BISMARK ENTERTAINMENT

Friday, 8 March 2013

Is there hope in Hope City?

The reactions to Chris Brown’s performance at the Hope City concert on Tuesday, organized by Charterhouse who have denied that the artist smoked marijuana live on stage, are both funny and scary.

From the day we all heard the amount that was paid to the artist to the day he performed and made a mockery of Ghana by smoking and using vulgar language, some of our readers saw it as a clarion call for the security agencies to be more alive in their responsibilities, while others regarded it as a comical indictment of the organisers, who chose to speak out unwisely instead of hiding their faces in shame, see Charterhouse denies Chris Brown smoked “weed”.


It got funnier when the financier of the Hope City concert sent in this release STATEMENT: Rlg – Chris Brown smoked “an electronic cigarette”stating that the alleged marijuana was an electronic cigarette.

Why was Chris Brown invited to Ghana at all given his background of mal-handling the opposite sex?
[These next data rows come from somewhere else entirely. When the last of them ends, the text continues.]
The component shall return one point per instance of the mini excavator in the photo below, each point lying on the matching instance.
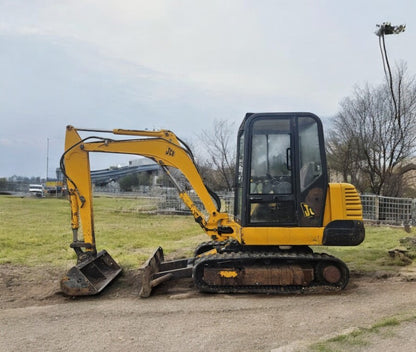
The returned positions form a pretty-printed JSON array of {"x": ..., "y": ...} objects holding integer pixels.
[{"x": 283, "y": 206}]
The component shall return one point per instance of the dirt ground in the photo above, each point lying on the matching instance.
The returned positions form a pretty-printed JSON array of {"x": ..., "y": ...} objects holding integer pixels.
[{"x": 35, "y": 316}]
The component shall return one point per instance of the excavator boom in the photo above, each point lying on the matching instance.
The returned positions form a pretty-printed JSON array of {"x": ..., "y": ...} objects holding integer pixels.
[{"x": 95, "y": 271}]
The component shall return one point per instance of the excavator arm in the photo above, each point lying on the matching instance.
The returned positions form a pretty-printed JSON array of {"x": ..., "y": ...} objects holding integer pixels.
[{"x": 166, "y": 150}]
We must ask this question: if organisers thought that a person with such a questionable history was worthy of performing in front of thousands of Ghanaians, is there really hope in Hope City?”

In 2007 and 2012 in Sweden and Norway respectively, Snoop Dogg, a major hip hop artist, was been detained and fined for possessing marijuana. And what happened to Chris Brown when he lit his marijuana and smoked on stage In Ghana? He got off scot-free? Thus, the question is there ‘hope’ in Hope City?”

A warning must be sent to Chris Brown, through the organisers, that we shall not be cajoled by their flimsy excuses before bringing another law breaker to Ghana to pummel, trample and ridicule our culture all in the name of entertaining us. To be forewarned is to be forearmed!